For the outcome of symptoms of depression, 3.9% of the data was missing and it is possible that the worse social characteristics of the women without information on their Malaise Inventory score may have led to a small increase in the estimation of the effect of being in care in the adjusted model. A major limitation of this study is that a large number of women with a history of being in selleck inhibitor care may not be included in the MCS due to their not agreeing to take part or being ineligible because their own children had been taken into care. Furthermore, information on the childhood socioeconomic
status of the mothers was not available.
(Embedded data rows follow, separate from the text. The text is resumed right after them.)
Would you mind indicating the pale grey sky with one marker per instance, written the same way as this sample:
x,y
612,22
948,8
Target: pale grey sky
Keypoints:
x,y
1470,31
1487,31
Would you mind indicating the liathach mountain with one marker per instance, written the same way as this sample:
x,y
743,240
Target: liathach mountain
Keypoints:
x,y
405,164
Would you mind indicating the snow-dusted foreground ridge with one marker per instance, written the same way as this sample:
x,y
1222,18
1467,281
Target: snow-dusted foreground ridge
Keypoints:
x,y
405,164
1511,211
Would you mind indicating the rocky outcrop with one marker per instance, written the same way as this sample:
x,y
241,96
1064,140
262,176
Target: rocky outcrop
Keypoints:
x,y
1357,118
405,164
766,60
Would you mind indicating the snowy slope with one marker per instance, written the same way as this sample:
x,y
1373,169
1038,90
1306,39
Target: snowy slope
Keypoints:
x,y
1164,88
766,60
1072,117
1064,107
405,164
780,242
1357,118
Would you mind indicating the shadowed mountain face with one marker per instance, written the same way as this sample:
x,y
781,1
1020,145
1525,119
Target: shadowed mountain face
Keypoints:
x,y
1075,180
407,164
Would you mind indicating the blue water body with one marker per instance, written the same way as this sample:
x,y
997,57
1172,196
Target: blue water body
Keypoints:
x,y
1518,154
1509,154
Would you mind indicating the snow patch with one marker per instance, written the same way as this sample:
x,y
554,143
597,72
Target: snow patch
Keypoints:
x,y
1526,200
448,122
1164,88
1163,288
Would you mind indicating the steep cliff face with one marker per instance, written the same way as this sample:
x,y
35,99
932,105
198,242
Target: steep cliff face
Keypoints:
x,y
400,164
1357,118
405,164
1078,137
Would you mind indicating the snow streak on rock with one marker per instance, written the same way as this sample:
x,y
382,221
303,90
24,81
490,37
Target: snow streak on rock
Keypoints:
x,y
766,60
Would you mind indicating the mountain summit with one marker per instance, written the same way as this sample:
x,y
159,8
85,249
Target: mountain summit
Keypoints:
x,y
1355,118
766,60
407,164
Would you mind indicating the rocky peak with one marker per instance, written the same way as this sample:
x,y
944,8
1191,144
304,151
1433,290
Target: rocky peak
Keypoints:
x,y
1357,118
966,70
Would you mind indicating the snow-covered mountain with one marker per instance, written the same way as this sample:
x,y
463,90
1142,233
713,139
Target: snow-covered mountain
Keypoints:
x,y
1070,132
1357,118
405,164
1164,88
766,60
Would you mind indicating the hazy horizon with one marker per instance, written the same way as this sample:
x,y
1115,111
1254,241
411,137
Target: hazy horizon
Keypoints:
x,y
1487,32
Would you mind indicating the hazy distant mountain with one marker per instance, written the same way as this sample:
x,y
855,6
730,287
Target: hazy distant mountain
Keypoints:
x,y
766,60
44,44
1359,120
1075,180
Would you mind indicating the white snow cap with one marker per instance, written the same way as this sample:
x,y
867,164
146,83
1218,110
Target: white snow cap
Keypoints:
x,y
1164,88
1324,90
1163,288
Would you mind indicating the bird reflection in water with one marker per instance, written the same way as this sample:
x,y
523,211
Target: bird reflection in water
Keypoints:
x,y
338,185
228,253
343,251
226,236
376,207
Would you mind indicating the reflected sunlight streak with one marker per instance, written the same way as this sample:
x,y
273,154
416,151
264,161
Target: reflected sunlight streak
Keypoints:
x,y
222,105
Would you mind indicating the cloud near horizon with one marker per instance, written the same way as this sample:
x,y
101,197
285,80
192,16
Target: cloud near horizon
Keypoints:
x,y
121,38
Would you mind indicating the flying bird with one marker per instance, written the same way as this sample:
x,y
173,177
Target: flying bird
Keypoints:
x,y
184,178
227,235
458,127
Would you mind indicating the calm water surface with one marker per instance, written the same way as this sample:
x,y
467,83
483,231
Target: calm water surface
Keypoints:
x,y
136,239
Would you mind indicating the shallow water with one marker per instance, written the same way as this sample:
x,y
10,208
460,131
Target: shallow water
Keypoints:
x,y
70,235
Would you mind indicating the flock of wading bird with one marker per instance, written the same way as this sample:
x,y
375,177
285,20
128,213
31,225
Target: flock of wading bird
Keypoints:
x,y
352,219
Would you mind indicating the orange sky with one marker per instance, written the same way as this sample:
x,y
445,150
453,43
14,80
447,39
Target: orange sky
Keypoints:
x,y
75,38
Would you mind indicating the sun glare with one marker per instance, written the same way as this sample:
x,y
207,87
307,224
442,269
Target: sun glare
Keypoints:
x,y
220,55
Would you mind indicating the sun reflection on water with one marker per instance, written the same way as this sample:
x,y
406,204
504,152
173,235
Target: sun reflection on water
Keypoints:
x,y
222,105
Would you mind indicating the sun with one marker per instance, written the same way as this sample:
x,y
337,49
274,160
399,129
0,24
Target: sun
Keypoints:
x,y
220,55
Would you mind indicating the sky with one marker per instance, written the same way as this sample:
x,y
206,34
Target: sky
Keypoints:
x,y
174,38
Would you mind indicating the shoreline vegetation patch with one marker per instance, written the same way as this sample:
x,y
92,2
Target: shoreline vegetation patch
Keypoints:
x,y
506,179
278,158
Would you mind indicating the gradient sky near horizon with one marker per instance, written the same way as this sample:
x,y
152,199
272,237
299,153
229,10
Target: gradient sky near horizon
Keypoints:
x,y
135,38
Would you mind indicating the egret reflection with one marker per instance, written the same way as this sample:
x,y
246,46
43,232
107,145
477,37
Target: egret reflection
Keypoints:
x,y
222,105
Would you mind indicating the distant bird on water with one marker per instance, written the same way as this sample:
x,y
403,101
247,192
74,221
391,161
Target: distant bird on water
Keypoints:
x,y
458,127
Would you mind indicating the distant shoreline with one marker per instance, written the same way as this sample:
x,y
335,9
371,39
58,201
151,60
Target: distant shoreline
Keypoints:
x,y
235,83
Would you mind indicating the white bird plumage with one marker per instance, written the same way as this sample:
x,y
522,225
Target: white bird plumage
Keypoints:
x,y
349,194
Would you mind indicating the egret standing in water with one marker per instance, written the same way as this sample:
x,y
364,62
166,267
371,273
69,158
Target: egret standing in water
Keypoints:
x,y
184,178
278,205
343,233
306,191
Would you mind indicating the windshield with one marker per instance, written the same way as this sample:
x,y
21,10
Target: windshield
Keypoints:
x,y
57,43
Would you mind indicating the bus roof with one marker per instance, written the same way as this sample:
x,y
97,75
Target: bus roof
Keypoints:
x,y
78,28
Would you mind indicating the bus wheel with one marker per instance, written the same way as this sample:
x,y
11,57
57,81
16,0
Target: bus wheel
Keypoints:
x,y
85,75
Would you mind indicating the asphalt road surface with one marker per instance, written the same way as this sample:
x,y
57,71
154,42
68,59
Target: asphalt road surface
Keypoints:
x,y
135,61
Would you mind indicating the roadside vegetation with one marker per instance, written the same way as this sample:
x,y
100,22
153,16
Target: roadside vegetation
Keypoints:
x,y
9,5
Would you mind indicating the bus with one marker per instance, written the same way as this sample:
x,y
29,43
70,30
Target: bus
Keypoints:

However, although we can compare our prevalence to estimates of children currently in care, it is not possible to obtain estimates of how many women of child-bearing age, at the time of our cohort, may have been in care during their childhoods without prevalence data of children in care from the 1960s to the 1990s. Therefore, we are unable to say what the likely proportion of women who would have been excluded would be. However, it is possible that women who were excluded due to having their own children taken into care may be more likely to have had worse social outcomes than those who entered the cohort. We would assume that if the data on these women had been captured, the results of
this study would have been more extreme. A systematic review of the characteristics of families whose children were taken into care showed that a low-socioeconomic status was the factor most associated with this outcome.43 This systematic review noted a large variation by country in the factors associated with families
requiring children to be placed in care, and that only one study was found from the UK. This and subsequent studies suggest that in the UK, children who have been taken into care are more likely to have had mothers who were younger, to have a history of substance misuse or mental illness, to live in a deprived neighbourhood, to be from a lower social class, and to live in overcrowded or rented accommodation.3 44 Potential mechanisms and policy implications The population of this study is women born between the 1960s and mid-1980s, and their children who are now 13–14 years old. The findings of this study have relevance to these Drug_discovery children as they enter adolescence and adulthood, as evidence suggests that activity in the early years can have lasting effects on health and psychosocial functioning.45–47 Unfortunately, the outcomes for looked-after children in the UK remain poor, during their childhood and also when they enter adult life.5 48 49 The increased policy focus on the early years, education and integrated care in recent times may have helped to improve outcomes for these children.